Thursday, August 30, 2007

Just a lil Ratchet today

So today is my good friend's Ashley's birthday but I will not share her age. She might want to fight me. But her age is such an attestment to our generation: reaching the Big 3-0. Oops, I let it slip!
Here I am, 28 with my first child and many have wondered why I have waited so long. When is the right time to have a child? Those folks who question me on why I waited so long, did they wait for the right age and are they still convinced that their children are a blessing to them, despite their "ratchet" and dysfunctional ways and means.
Yes, I have picked up on some new lingo today. Bourgie or not, I am selective in my music and every once in a while when I've grown tired of my CD playlist or don't have my XM Radio in the car, I must suffer through Clearchannel Communications negotiations of what they feel are R&B/Hip Hop/Urban Adult Contemporary. Since late last year, I've been hearing of this rapper named Lil Boosie, who from the sound of their voice, I just knew it was this big chic reminiscent of Lady Rage (some of you might be too young to remember). But, no, just a lanky brother from Baton Rouge with a strange sinusy tone who claims we all got some ratchet in us...
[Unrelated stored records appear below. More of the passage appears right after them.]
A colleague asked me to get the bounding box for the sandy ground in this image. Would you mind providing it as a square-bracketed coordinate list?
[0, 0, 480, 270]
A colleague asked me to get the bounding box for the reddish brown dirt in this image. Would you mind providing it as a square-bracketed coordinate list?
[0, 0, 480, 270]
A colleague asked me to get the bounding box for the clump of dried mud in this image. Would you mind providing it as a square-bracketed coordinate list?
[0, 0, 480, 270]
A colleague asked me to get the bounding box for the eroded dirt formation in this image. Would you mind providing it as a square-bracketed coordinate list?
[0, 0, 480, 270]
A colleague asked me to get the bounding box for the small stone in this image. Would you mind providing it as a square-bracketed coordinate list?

His notoriety is surely building and certainly so if the New York Times did a piece on him. Kalefa Sanneh wrote this pretentiously objective piece which had my friend Ashley and I giggling hysterically. Don't get me wrong, I love hip hop like the next person but for some reason I just can't give it up to a rapper who some feel has a conscious Machiavellian take on the world. I can just imagine Lil Boosie getting his next rap together with the word "Machiavelli" in it.
Anyway, you can tell that this journalist, Sanneh, is really trying to break down the particulars and alienness of hip hop to their readers by explaining one of Lil Boosie's partners name, Untame Mayne: “Mayne” is regional slang for “man,” but his verse isn’t as marvelous as his stage name. Despite his inability to spell man correctly and is a subpar rapper, Sanneh has clearly delineated his skills and colloquial knack to the very practicality of his name - merely untame. Ouch!

Read on for yourselves:

Inevitably, Lil Boosie steals the show with a wonderfully shrill, sing-song
verse. He cheerfully salutes a money-making mother in the club: “She got ’bout
nine children, but she be makin’ ’fetti/But I can’t talk ’bout li’l mama ’cause
I got three already.” And in the chorus, he sums up the state of the world: “He
ratchet, she ratchet/Man, we all got some ratchet in us.” Visit
myspace.com/lilboosieratchetbadazz to hear it.
All of this raises an obvious question. And on Tuesday night, during a visit to the Atlantic Records office in Midtown, Lil Boosie was happy to provide an answer, of a sort. What does ratchet mean? He chuckled, then provided a few examples. “Outside, your car might be clean as a” — well, finish the simile yourself — “but junky inside. You might be Miss America, but with yellow teeth. Everybody got
something wrong with ’em.”

Charming...

So, I say all of this to go back to my original issue of people deeming children as a blessing, but our rearing of them is clearly ratchet from the start...OK, that's my last time using that word. It just ain't me, playa!